The bill specifically takes issue with a portion of U. S. code that pertains to threats against presidents, former presidents and certain other individuals. As currently written, the statute defines “immediate family” as “the wife of a former President during his lifetime, the widow of a former President until her death or remarriage, and minor children of a former President until they reach sixteen years of age.”

But under the legislation that passed on Tuesday, that language would change to “the spouse of a former President during a former President’s lifetime, the surviving spouse of a former President until the surviving 10 spouse’s death or remarriage.”

While the U. S. has never had a female president, former Secretary of State Hillary Clinton became the first woman to lead a major-party ticket in 2016.

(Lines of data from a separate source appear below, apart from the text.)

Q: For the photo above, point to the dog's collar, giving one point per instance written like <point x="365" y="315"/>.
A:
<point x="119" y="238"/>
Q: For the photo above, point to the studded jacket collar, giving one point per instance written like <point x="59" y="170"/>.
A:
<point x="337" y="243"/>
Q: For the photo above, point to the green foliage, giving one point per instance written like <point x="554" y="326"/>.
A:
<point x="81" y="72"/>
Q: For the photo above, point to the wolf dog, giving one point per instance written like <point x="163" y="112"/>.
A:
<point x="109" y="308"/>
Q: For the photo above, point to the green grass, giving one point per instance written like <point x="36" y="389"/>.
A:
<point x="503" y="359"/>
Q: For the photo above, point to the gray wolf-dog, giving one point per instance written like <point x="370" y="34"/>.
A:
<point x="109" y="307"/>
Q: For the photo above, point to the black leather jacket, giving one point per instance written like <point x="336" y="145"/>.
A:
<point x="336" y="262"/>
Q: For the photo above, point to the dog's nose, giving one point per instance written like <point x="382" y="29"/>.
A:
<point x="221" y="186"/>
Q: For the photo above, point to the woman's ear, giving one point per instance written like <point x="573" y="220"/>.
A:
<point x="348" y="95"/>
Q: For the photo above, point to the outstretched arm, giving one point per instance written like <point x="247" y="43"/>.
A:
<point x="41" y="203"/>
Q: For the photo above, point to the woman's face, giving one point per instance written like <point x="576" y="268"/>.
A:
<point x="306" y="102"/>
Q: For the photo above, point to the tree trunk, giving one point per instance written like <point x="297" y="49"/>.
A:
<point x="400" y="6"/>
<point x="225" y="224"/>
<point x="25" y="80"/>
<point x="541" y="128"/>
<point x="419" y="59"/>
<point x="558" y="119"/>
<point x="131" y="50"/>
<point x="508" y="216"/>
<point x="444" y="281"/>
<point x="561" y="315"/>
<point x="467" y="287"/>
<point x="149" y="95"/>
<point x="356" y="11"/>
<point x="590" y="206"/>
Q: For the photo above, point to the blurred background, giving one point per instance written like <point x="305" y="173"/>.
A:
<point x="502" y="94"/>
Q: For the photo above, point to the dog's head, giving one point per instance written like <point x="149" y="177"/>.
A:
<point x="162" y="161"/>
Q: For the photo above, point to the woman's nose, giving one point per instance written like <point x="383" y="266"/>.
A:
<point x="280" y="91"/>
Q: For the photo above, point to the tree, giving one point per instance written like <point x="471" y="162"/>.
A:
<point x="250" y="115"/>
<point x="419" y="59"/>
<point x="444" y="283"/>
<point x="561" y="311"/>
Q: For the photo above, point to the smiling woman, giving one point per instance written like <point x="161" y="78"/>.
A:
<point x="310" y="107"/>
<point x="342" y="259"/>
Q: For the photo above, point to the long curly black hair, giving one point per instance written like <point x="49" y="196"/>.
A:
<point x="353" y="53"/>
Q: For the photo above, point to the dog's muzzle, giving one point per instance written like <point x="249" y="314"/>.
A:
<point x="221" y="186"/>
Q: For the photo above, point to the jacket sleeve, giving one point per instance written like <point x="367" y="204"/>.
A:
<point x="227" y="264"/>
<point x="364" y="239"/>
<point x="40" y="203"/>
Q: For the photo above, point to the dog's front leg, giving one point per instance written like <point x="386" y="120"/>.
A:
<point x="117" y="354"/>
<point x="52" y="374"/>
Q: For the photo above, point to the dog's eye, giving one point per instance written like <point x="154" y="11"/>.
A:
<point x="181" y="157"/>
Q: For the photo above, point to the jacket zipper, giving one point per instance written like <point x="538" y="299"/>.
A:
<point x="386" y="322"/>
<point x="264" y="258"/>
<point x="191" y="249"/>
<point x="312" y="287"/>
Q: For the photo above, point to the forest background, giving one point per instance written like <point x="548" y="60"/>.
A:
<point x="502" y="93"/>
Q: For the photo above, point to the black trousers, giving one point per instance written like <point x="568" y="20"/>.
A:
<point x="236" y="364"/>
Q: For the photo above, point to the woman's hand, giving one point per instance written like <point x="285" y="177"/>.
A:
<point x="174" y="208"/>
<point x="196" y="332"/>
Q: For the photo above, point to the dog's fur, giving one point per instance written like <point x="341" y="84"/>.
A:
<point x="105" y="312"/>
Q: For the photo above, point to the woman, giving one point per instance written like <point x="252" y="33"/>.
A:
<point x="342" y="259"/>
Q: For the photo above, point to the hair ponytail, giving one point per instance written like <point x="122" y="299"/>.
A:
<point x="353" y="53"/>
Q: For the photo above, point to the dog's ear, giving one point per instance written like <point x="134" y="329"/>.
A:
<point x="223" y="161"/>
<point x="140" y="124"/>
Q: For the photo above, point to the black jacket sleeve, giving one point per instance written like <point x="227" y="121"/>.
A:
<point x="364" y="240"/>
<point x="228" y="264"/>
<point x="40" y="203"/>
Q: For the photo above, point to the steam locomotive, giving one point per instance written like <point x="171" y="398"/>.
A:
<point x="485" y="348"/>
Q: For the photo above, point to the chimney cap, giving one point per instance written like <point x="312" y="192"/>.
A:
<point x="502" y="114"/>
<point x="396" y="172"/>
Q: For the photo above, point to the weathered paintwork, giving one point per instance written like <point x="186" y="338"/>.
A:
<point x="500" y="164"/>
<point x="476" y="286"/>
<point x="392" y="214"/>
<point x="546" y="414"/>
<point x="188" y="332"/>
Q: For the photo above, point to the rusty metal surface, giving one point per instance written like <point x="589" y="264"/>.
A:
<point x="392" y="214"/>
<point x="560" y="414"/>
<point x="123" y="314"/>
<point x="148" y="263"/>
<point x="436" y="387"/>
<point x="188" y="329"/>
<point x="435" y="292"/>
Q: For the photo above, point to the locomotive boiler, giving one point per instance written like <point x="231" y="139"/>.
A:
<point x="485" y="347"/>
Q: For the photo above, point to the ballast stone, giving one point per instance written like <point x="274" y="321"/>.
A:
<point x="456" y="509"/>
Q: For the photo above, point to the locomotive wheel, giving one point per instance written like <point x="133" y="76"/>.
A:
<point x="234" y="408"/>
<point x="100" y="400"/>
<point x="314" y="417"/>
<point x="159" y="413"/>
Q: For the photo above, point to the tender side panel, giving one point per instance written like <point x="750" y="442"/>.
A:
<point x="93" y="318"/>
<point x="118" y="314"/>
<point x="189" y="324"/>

The U. S. has also never had an LGBTQ president. In 2020, however, former South Bend, Ind., Mayor Pete Buttigieg was a popular candidate in the Democratic primary, winning the coveted Iowa caucuses before dropping out of the race. Buttigieg is now serving as Transportation secretary.

The U. S. did break barriers last year when former Sen. Kamala Harris (D-Calif.) became the first female vice president and her husband, Doug Emhoff, became the first second gentleman of the United States.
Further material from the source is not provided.